Gus Muhdlor Ali Lawan Tuntutan JPU KPK 6 Tahun 4 Bulan Penjara Denda Rp 300 Juta Mengembalikan Uang Negara Rp 1,4 Miliar
-Baca Juga
Kota Sidoarjo, yang biasanya tenang, terguncang oleh skandal yang menggoyahkan fondasinya. Kasus ini berpusat pada Ahmad Muhdlor Ali, Bupati Sidoarjo nonaktif, yang akrab disapa Gus Muhdlor. Namanya, yang dulunya identik dengan kepemimpinan lokal, kini terjalin erat dengan jaringan korupsi kompleks yang melibatkan penggelapan insentif pajak dari Badan Pelayanan Pajak Daerah (BPPD).
Kisah ini bermula pada 25 Januari 2024, dengan penggerebekan dramatis oleh Komisi Pemberantasan Korupsi (KPK). Operasi ini, yang dilakukan dengan cepat dan tegas, berujung pada penangkapan Siska Wati, Kepala Bagian Umum dan Kepegawaian BPPD, dan sebelas orang lainnya. Siska, yang awalnya menjadi tersangka utama, menjadi domino pertama yang jatuh dalam rangkaian peristiwa yang akan mengungkap sistem korupsi yang tertanam kuat.

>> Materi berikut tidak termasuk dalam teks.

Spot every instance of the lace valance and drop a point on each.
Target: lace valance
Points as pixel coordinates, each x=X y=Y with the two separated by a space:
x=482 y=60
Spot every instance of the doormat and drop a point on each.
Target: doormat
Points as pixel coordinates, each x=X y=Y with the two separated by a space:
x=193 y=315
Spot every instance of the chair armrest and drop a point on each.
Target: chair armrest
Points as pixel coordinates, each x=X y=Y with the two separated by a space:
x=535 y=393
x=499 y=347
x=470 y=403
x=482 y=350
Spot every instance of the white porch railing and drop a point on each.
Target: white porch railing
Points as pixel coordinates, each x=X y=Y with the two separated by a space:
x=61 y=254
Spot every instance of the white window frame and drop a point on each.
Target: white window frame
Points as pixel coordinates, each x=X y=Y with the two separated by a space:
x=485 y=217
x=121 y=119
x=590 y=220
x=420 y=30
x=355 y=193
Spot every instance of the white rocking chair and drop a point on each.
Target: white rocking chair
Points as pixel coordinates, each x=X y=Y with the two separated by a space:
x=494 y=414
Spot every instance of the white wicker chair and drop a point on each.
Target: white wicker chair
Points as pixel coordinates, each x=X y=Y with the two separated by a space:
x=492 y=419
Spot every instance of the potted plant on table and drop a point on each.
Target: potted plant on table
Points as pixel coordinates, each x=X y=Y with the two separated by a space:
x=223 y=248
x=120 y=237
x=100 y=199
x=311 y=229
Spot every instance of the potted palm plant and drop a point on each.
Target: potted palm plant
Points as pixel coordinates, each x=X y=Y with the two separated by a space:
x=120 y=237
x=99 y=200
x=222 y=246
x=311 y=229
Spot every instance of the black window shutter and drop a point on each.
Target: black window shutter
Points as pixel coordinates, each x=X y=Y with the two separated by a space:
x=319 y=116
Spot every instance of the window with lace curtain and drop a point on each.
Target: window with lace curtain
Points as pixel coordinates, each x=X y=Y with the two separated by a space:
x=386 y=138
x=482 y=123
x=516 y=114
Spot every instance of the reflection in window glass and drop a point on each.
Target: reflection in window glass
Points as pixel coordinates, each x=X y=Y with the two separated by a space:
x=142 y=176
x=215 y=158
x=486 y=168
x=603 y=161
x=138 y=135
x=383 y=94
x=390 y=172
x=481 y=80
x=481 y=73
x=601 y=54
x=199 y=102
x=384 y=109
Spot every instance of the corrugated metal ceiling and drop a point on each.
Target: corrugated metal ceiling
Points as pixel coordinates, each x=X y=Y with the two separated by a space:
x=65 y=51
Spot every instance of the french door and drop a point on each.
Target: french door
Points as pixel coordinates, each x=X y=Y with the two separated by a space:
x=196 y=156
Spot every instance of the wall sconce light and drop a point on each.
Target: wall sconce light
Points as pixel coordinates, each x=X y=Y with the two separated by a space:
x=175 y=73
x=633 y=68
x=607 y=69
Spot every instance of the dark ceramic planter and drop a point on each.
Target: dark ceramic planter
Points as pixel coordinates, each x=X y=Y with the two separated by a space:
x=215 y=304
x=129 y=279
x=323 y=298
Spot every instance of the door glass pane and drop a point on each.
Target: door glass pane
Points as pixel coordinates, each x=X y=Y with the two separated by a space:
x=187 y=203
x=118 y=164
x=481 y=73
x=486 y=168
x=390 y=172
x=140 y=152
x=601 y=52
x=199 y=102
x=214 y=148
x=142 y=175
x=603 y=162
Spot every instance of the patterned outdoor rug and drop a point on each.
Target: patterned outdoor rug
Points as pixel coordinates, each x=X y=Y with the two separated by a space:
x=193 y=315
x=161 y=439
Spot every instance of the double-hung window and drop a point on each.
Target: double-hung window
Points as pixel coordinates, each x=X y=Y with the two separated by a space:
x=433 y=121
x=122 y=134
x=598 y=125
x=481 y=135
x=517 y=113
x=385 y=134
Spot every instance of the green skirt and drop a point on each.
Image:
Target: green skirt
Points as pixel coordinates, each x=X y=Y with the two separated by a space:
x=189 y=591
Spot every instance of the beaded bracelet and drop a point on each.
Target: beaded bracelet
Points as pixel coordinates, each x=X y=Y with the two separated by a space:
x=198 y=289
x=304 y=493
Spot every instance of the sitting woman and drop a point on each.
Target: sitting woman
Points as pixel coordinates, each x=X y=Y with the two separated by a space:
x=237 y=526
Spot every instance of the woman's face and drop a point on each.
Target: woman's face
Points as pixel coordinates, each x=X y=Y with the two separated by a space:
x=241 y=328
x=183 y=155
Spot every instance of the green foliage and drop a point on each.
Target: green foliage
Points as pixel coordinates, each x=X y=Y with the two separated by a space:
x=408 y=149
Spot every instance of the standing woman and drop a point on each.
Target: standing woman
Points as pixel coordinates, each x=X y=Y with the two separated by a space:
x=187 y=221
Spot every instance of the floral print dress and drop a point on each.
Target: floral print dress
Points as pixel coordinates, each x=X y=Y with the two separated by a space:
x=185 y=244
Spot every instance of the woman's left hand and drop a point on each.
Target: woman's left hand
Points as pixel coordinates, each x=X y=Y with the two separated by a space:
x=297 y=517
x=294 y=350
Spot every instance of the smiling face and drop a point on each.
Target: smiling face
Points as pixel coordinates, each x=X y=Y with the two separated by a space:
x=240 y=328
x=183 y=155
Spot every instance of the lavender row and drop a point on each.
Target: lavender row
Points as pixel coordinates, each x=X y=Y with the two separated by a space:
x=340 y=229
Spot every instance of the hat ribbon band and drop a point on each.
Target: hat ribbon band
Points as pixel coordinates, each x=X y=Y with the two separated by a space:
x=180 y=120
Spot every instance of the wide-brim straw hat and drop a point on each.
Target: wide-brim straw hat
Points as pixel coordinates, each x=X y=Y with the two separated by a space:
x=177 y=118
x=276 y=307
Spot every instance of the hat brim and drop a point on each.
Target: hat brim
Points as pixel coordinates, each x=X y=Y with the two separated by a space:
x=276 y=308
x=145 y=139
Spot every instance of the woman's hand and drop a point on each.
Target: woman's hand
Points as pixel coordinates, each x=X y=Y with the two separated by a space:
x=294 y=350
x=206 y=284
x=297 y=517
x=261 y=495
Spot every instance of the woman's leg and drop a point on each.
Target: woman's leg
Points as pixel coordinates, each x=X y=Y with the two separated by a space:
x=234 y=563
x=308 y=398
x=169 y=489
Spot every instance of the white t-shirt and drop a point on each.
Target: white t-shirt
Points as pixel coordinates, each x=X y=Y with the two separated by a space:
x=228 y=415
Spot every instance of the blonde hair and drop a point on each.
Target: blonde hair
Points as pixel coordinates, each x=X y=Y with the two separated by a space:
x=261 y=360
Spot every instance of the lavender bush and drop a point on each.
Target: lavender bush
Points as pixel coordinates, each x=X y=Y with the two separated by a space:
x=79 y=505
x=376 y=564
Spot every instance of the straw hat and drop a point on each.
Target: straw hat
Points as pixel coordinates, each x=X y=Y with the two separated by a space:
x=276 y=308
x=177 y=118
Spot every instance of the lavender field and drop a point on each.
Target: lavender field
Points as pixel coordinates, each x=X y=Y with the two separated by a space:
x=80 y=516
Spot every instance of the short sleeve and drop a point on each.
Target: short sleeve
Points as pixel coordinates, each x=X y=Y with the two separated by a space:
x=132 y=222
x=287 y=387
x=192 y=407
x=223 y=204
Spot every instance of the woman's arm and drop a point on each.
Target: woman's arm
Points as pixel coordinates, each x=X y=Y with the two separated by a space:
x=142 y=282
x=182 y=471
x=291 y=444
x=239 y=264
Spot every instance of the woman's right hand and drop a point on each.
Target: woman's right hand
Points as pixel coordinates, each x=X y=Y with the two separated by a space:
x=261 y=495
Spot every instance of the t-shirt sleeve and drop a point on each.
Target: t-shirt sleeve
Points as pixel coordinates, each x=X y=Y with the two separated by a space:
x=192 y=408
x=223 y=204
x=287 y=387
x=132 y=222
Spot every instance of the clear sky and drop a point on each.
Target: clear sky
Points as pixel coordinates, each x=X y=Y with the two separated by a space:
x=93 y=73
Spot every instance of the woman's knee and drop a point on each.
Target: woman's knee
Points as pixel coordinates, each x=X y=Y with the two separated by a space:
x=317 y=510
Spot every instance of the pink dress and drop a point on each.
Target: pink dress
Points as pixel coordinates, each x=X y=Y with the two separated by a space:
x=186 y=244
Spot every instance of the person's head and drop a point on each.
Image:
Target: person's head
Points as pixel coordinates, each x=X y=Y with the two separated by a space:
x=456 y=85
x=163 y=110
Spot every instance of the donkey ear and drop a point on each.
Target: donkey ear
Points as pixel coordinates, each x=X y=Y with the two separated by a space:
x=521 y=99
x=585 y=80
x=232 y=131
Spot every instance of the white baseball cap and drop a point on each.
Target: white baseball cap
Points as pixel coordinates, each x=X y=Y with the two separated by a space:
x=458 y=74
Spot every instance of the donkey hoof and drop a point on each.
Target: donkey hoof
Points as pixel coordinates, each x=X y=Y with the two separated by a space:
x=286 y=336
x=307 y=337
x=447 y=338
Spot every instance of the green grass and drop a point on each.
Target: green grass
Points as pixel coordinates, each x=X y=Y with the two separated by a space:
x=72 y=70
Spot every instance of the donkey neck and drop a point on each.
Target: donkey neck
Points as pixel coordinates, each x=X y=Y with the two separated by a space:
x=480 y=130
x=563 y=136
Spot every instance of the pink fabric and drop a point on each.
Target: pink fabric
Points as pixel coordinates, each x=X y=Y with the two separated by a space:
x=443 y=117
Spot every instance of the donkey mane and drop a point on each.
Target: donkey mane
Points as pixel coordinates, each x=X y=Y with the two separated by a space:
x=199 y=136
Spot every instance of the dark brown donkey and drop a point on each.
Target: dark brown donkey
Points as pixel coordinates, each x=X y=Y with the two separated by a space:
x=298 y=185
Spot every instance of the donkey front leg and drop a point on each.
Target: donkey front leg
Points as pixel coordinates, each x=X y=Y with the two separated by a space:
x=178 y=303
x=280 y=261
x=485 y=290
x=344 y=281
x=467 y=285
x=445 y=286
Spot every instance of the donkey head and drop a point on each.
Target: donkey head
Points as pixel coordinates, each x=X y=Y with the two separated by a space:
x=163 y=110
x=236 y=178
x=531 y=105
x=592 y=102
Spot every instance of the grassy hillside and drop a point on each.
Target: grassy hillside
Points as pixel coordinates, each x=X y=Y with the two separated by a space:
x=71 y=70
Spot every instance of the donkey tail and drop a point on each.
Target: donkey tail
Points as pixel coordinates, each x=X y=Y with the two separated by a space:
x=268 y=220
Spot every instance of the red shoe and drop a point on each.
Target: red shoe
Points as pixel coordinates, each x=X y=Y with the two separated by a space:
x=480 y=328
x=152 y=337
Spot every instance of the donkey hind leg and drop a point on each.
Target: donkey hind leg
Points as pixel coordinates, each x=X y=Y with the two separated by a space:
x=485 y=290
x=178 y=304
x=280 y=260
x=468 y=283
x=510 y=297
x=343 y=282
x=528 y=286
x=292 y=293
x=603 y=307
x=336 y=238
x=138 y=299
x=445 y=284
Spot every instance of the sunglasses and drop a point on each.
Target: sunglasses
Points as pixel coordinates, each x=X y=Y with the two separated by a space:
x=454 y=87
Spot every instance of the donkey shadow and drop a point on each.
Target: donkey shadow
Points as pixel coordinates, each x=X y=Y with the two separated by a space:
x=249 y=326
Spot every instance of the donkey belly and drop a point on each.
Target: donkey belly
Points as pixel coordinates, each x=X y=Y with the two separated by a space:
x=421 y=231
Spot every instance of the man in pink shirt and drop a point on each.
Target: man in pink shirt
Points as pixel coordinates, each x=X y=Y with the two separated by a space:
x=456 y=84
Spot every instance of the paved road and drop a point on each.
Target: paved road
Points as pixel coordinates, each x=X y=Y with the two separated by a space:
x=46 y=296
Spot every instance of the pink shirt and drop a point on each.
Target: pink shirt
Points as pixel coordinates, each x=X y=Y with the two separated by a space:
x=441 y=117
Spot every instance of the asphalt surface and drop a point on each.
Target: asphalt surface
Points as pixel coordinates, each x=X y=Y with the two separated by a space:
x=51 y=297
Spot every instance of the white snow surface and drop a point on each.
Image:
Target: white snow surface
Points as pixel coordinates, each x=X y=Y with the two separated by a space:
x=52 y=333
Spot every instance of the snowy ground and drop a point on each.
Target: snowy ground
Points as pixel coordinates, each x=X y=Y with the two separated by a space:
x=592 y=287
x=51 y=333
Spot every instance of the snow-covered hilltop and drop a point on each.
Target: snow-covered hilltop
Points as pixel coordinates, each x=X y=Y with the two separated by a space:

Penyelidikan mengungkapkan skema sistematis yang beroperasi di dalam BPPD. Selama dua setengah tahun, sebagian besar—antara 10% dan 30%—dari dana insentif pajak yang dialokasikan untuk PNS dialihkan. Ini bukan tindakan sembarangan; ini adalah operasi yang direncanakan dengan cermat, disamarkan dengan kedok "shodaqoh," atau sumbangan amal. Total dana yang digelapkan mencapai angka fantastis Rp 8.544 miliar.
Penyelidikan KPK mengarahkan mereka pada Ari Suryono, mantan Kepala BPPD. Baik Ari dan Siska menghadapi persidangan, kasus mereka berjalan hampir bersamaan. Ratusan saksi, sebagian besar karyawan BPPD, tetapi juga personel dari Pemerintah Kabupaten Sidoarjo dan bahkan Kantor Pajak Pratama Sidoarjo Barat, memberikan kesaksian, melukiskan gambaran suram tentang sifat korupsi yang merajalela. Ari Suryono dijatuhi hukuman penjara lima tahun dan diharuskan mengembalikan kerugian negara sebesar Rp 2.7 miliar. Siska Wati dijatuhi hukuman empat tahun penjara.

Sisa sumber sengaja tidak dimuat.